What Was Their "First Love"?
One of the more damning evaluations of a church in the entire NT is found in Revelation 2 when John accuses the Ephesians of having lost their first love (Rev 2:4). My colleague Lynn Cohick explores what that first love was and what was lost in her essay in the edited volume by Nijay Gupta, Tara Beth Leach, Matt Bates, and Drew Strait, Living the King Jesus Gospel: Discipleship and Ministry Then and Now.
Paul’s mission trips involved planting churches, designating leaders, and catechizing the believers in the way of Christ. Gospel power was a work and in Ephesus that power threatened the economy by subverting the cult of Artemis.
Photo by Timur Can Şentürk on Unsplash
Worth and honor were also threatened by the gospel for it valued equality and flipping the script of honor. Instead of standing up for himself in the Demetrius episode (Acts 19), Paul backs off, and this was contrary to Roman custom.
Acts 20 shows that the gospel of Paul and its powerful impact on life challenged the idolatries of Ephesus. The Lordship of Jesus subverts the status quo in ways that become everyday-life for the Christians in Ephesus.
But what is striking is that Paul refuses to enter the honor trap. Here we find the “first” love of the Ephesians. Here they show their love for God as their first love. I like this anchoring of the first-love idea in what was happening in Ephesus, and this love worked out as love for one another and for others, both the Jew-Gentile tension and the slave-free tension. Here we see the Ephesian faithfulness to the way of Christ.
But Revelation 2:1-7 shows they lost it.
Lynn Cohick: “gospel truth without gospel love is not the gospel church” (57).
How did they lose their first love?
1. They forgot they were in continual need themselves.
2. They redefined love as tolerance.
Peace in Rome meant domination. Peace for the Christian recalibrated the importance of old differences. The “other” is valued above the “self” and labels gave way to siblings. Every person bears the image of God, not just those with status and honor and power. Using the work and ministry of Myrto Theocharous, Lynn draws out that the image of God means being one to whom the oppressed can go for justice. (Think about that shift of ordering.) Did the wealthy provide justice for the poor? Were they embodying the image of God? This is the first love.
Ah, next the Nicolaitans, a crux for interpreters. They ate food offered to idols and practiced porneia, sexual immorality, two sins connected to being unfaithful to God. She’s right: this has to do with accommodate and assimilation to the wider culture, and thus taps into our sense of tolerance. They had a both-and religion, one that saw no tension between the way of Jesus and the way of Caesar.
Reminding us of the work of Kavin Rowe, she states that the way of Jesus could be profoundly intolerant of the ways of Rome. Christianity was not one among many ways but a different, alternative way. The Nicolaitans equivocated; John calls them back to their first love.

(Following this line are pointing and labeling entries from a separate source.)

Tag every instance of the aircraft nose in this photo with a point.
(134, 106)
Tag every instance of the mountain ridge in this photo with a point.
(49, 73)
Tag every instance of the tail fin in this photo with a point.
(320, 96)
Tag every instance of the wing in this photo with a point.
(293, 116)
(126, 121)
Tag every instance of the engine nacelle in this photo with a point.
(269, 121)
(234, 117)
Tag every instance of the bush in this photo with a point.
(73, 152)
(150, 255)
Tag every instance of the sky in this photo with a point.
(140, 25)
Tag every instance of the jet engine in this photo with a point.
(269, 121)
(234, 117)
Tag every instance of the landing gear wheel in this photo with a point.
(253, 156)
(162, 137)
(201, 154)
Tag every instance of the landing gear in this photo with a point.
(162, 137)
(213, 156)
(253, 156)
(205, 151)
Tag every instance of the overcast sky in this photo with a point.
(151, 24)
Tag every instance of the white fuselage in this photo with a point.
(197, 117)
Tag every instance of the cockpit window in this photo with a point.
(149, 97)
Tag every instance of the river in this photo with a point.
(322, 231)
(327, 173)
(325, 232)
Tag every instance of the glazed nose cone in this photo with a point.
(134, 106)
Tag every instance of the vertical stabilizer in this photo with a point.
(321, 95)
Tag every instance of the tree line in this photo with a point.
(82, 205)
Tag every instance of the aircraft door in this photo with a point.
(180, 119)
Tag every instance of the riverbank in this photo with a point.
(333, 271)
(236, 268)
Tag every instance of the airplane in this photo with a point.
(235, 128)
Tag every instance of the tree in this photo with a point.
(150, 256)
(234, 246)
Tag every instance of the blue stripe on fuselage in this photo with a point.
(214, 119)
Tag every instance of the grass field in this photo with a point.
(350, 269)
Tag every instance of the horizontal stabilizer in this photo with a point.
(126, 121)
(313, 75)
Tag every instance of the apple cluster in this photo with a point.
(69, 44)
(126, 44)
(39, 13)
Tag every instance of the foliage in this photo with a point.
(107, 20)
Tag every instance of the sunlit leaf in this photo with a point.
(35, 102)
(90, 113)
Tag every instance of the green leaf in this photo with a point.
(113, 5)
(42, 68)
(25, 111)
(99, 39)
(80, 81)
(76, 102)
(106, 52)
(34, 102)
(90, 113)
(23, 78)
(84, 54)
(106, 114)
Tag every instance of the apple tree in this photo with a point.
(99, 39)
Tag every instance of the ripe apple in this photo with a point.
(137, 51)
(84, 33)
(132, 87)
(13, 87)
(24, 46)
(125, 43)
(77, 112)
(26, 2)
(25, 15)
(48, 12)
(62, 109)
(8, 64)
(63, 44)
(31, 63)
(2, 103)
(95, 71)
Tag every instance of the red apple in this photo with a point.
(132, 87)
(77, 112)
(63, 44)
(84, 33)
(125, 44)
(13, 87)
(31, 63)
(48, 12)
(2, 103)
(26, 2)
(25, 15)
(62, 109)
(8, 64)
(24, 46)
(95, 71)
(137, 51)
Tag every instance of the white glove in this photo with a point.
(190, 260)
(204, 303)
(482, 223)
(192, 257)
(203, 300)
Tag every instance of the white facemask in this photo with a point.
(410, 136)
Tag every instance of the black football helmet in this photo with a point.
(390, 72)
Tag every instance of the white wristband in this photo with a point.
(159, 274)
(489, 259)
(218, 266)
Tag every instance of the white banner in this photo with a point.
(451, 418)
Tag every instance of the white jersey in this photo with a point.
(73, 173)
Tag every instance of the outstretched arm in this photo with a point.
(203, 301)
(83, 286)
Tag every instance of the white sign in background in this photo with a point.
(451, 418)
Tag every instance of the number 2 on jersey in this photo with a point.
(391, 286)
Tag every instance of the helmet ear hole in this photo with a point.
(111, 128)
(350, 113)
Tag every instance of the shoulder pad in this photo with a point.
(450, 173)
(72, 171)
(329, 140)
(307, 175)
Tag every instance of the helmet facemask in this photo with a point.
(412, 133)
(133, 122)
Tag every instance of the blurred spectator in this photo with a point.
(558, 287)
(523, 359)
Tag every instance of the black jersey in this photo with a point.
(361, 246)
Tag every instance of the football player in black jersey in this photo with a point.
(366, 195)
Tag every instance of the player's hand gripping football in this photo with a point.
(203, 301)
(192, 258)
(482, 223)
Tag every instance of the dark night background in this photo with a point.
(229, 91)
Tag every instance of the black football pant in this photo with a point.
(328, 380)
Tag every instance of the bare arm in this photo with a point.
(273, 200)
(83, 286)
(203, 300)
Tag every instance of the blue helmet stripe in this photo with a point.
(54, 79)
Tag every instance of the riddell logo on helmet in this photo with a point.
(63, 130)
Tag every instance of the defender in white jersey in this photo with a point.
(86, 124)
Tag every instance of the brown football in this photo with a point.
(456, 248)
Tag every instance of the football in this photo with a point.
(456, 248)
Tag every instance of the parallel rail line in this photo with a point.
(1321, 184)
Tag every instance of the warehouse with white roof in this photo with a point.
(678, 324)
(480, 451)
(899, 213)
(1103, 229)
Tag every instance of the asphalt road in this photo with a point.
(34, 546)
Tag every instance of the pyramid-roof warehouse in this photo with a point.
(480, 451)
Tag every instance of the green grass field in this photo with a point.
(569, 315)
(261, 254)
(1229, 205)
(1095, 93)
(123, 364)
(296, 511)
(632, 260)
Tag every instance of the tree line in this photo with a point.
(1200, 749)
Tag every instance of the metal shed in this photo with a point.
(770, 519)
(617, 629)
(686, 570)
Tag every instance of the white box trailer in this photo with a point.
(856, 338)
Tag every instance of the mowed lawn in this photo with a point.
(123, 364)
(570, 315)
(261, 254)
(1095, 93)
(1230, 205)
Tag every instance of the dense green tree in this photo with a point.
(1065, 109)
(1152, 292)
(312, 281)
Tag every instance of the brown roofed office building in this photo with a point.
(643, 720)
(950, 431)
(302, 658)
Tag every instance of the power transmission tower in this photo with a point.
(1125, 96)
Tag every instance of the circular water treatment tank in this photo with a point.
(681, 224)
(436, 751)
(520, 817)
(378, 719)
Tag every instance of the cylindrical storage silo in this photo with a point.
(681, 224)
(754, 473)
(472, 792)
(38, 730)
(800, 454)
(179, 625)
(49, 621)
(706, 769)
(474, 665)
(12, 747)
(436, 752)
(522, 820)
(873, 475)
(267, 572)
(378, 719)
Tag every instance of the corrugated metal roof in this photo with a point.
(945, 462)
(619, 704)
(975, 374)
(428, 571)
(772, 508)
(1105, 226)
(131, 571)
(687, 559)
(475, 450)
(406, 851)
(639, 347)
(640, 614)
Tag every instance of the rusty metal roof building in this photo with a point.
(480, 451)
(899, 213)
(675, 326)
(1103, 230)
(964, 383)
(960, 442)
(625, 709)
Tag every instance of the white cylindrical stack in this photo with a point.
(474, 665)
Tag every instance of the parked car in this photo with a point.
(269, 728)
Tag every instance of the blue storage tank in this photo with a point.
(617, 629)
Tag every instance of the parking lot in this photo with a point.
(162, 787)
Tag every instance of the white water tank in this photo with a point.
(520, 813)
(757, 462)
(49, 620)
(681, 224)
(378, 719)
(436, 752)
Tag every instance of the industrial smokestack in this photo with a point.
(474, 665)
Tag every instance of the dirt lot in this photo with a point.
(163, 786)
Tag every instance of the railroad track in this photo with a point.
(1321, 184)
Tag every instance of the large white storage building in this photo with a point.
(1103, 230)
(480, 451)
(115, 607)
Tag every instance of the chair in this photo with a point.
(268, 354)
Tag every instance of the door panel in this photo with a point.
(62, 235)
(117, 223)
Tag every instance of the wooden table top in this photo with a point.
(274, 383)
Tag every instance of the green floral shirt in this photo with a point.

Do we realize we are seated with Christ in the heavenlies (Eph 2:6)? This seating also inspires Christians to become agents of justice in our world today. Christ is also our Peace (Eph 2:14-15), which inspires us to working for peace in our world.
Lynn’s study of what “first love” meant in Ephesus contributes to our scholarship while it leads us to ask how we are doing in our first love that leads to love for others.